L’uppercut Constance

Petit canard noir de la dynastie familiale, Constance Debré, ancienne avocate devenue écrivaine, signe, avec « Nom », le livre le plus radical, rageur et glacé, de la rentrée d’hiver et se débarrasse de son ancienne vie comme d’une peau morte. Magistral uppercut qui explose la vitrine d’un monde réfugié dans les apparences dans lequel il ne fait pas bon vouloir être soi-même.

Il y a dans la radicalité, quand elle se fiance au grand art et au grand air de la liberté, une espèce d’extrême poésie, une vérité à fleur de peau, à fleur de mots, une beauté d’épais velours qui prend à partie une nature humaine façonnée de clichés quand, par confort ou par fatigue, il n’est plus question de se poser des questions.

« Nom », quatrième récit (« Un peu là, beaucoup ailleurs », « Play Boy », « Love me tender »…) de Constance Debré, petit canard (très) noir » et homosexuel de cette dynastie composée de personnages politiques et de magistrats, en est un formidable exemple.

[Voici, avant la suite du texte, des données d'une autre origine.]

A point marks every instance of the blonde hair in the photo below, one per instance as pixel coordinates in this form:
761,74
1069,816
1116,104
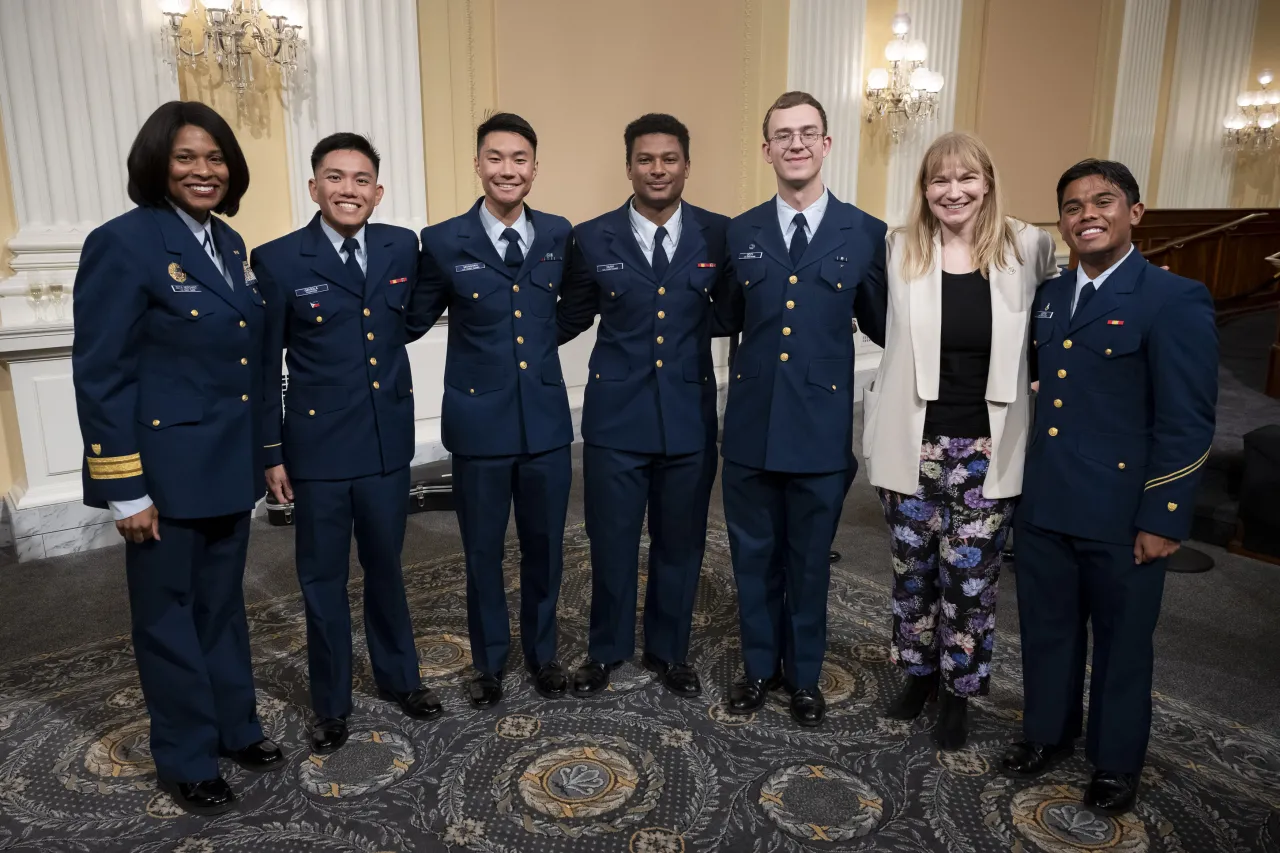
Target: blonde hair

La petite fille de Michel Debré, premier ministre de Gaulle, et qui fut elle-même avocate pénaliste pendant vingt ans (« c’est venu (…) quand il a fallu choisir son camp. Ceux de ma famille font la loi, je préfère plaider contre, ceux de ma famille sont dans le camp des vainqueurs, je préfère les vaincus »), vient avec ce nouveau livre donner un  tour de clé définitif à l’acte de rupture avec les siens, morts et vivants sur le même palier. Et comme dit Blier dans les Tontons flingueurs, c’est du brutal, et à tous les étages. « Ma sœur m’a appelée. On ne se parle plus depuis des années. (…) Qu’est-ce-je peux lui dire, à ma sœur, puisqu’elle croit à des choses auxquelles je ne crois pas. Elle croit à l’enfance, elle croit aux parents merveilleux et tragiques, elle croit qu’il faut être jusqu’à la mort l’enfant de ses parents, la mère de ses enfants, la femme de son mari. Des choses qui, pour moi, n’existent pas. Des choses qui pour moi sont des mensonges. Des choses qu’on se dit pour ne pas penser. »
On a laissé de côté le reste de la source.